Kate Stables, musician from Great Britain

Britain’s exit from the European Union affects not only Kate, but also her partner and their 13-year-old daughter. Since she was born in Paris, being the child of foreign parents does not automatically entitle her to French citizenship.

And her three-piece live band is also affected by Brexit. So far rehearsing in Wales and touring Europe has never been a problem. But all of this will become more and more complicated and difficult in the future.

Making music with bureaucratic hurdles

Because even if the pandemic is over, the borders open again and your band does not need a work visa in many EU countries, the musicians have to carry so-called carnets, i.e. customs declarations, for their instruments for every tour and show them at every national border.

She often talks to her tour manager about the current situation, but at the end of the conversation she always comes up with one answer: wait and see. When concerts are allowed again, they will probably have no choice but to follow the complicated rules – even if it feels wrong, says Kate.

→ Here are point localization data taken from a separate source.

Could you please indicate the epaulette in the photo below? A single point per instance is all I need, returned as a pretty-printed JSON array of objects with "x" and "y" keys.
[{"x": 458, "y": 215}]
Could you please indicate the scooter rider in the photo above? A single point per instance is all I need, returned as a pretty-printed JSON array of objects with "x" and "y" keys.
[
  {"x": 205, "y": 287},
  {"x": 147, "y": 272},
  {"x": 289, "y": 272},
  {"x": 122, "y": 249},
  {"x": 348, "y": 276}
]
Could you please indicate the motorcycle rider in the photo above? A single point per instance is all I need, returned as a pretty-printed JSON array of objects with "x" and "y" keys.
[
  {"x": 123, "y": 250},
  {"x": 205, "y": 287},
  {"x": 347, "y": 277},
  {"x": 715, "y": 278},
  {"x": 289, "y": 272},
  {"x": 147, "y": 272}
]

“But what a shame to cut cultural exchanges between countries like that. It feels so wrong.”

Musician Kate Stables on the complicated regulations for musicians since Brexit

Of course, she has resolved that Brexit will not split her band. But Kate has also learned from the corona pandemic that there is another way of doing things: Because of the travel restrictions, she has already worked with French accompanying musicians from her area instead of with her band from Great Britain.

That is why she will have to decide from concert to concert in the future whether she can still afford to work with her British colleagues. She is not alone in this. Many event venues and concert agencies in Europe will have to ask themselves in the future whether it is worth the extra effort of booking British acts for concerts or festivals.

British pop is not sacrosanct

Kate Stables saw this development coming years ago – unlike some of her colleagues on the British Isles. Many considered the privileges that the motherland of pop had enjoyed so far to be inviolable.

It did not happen that way, however, and so the only hope now is that musicians like Kate Stables, who live or make music in the European Union despite Brexit, will become ambassadors for an open Europe.